RFDM: Residual Flow Diffusion Model for Efficient Causal Video Editing

TL;DR

RFDM tackles the challenge of text-guided video editing with fixed-length inputs by introducing a causal, autoregressive framework that repurposes a 2D image-to-image diffusion backbone for video-to-video editing. A key innovation is the Residual Flow forward diffusion, which shifts the sampling mean toward the previous frame prediction and models a residual between consecutive frames, enabling faithful, temporally coherent edits with compute comparable to image models. Trained on the Señorita dataset and evaluated against TGVE, TGVE+, and Señorita benchmarks, RFDM achieves strong faithfulness and temporal consistency, often outperforming 2D baselines and rivaling 3D backbones while delivering lower latency and memory usage. The work also proposes a new benchmark and evaluation protocol to better capture edit faithfulness and temporal coherence, underscoring the practical potential of causal I2I backbones for scalable, real-time video editing.

Abstract

Instructional video editing applies edits to an input video using only text prompts, enabling intuitive natural-language control. Despite rapid progress, most methods still require fixed-length inputs and substantial compute. Meanwhile, autoregressive video generation enables efficient variable-length synthesis, yet remains under-explored for video editing.
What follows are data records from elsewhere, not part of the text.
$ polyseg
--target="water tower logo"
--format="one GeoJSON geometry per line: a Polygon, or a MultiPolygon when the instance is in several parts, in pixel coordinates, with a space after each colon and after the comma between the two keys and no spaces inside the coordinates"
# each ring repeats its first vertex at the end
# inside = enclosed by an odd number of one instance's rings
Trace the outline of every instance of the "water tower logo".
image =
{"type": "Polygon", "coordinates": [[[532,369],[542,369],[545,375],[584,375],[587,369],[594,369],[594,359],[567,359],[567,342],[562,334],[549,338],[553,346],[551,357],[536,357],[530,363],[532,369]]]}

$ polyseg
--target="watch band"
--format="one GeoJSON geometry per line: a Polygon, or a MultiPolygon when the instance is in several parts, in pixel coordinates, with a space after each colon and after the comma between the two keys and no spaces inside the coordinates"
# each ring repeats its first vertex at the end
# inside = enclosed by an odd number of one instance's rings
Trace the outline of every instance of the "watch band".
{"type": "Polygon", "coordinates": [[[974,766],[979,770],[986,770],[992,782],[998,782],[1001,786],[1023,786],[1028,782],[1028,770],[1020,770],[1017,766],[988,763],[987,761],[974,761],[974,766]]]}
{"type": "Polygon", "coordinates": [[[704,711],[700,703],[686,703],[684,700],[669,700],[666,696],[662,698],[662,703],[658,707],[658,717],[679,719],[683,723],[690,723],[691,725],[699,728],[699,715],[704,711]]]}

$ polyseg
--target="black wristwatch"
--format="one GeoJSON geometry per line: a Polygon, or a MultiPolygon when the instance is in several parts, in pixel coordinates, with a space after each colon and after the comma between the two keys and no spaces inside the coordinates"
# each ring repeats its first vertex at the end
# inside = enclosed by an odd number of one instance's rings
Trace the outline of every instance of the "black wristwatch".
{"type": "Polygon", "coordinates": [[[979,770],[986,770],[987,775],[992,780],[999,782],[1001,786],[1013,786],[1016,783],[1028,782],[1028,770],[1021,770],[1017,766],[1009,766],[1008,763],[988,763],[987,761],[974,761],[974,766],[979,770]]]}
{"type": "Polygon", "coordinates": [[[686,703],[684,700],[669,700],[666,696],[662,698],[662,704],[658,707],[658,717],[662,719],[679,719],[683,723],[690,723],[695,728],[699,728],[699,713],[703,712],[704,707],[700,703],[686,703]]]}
We introduce a causal, efficient video editing model that edits variable-length videos frame by frame. For efficiency, we start from a 2D image-to-image (I2I) diffusion model and adapt it to video-to-video (V2V) editing by conditioning the edit at time step t on the model's prediction at t-1. To leverage videos' temporal redundancy, we propose a new I2I diffusion forward process formulation that encourages the model to predict the residual between the target output and the previous prediction. We call this Residual Flow Diffusion Model (RFDM), which focuses the denoising process on changes between consecutive frames. Moreover, we propose a new benchmark that better ranks state-of-the-art methods for editing tasks. Trained on paired video data for global/local style transfer and object removal, RFDM surpasses I2I-based methods and competes with fully spatiotemporal (3D) V2V models, while matching the compute of image models and scaling independently of input video length. More content can be found in: https://smsd75.github.io/RFDM_page/

Figures (5)

• Figure 1: Video style transfer. Editing video style requires understanding of motion and style across frames. Naive Image-to-Image(I2I) models generate inconsistent video frames. Fairy smoothens the result, trading computational cost to achieve lower jittering and inconsistency. RFDM results in the most consistent edit, while being computationally similar to the per-frame baseline (I2I). The video is taken from the DAVIS.
• Figure 2: Training. We obtain the noisy input($y_t^s$) at time frame $t$ by fusing current frame($x_t$), previous prediction($\hat{y}_{t-1}$), and noise through a noise scheduler via Eq. \ref{['eq:forward_001']}. For a given video clip, we edit the first frame, where the noisy input is obtained by adding noise to the target; where the first target is $\hat{y}_{-1}=0$. Thereafter, the output on the previous frame is used as input ($\hat{y}_1$). The amount of noise, i.e. $\alpha^s, \sigma^s$, is sampled independently for each frame. This figure shows a scenario where the amount of noise is low in the first frame, i.e. $\alpha^s \rightarrow 1$, and high in the second frame, i.e. $\alpha^s \rightarrow 0$. In the latter, where the amount of noise is high, $y_t^s$ is close to the noisy $\hat{y}_{t-1}$. In addition to $y_t^s$, the denoising model takes $x_t$ and $\hat{y}_{t-1}$ as extra inputs via concatenation and the instruction prompt via cross attention.
• Figure 3: Inference illustration. We edit the frame at time $t$ by starting from the noisy previous frame ($\hat{y}_{t-1}$), and applying the denoising steps. The first frame, where $y_{-1}=0$, is edited in an I2I manner, starting from pure noise. In each denoising step, the current input frame($x_t$) and the clean previous prediction($\hat{y}_{t-1}$) are given to the model as extra input via concatenation to the noisy input. The instruction prompt is provided via cross-attention.
• Figure 4: Qualitative results. We compare RFDM with Fairy and VidToMe on Señorita benchmark across object removal (green), local style transfer (red), and global style transfer (blue). VidToMe is shown only for the style-transfer tasks as it is not designed for object removal. Compared to Fairy, RFDM yields more consistent and higher-fidelity outputs, especially in object removal where Fairy often leaves noticeable artifacts or alters irrelevant regions. VidToMe produces temporally consistent videos but deviates more from the ground truth than both RFDM and Fairy.
• Figure 5: Different styles generated by RFDM on Señorita.RFDM produces consistent and faithful outputs across a wide range of styles and input videos.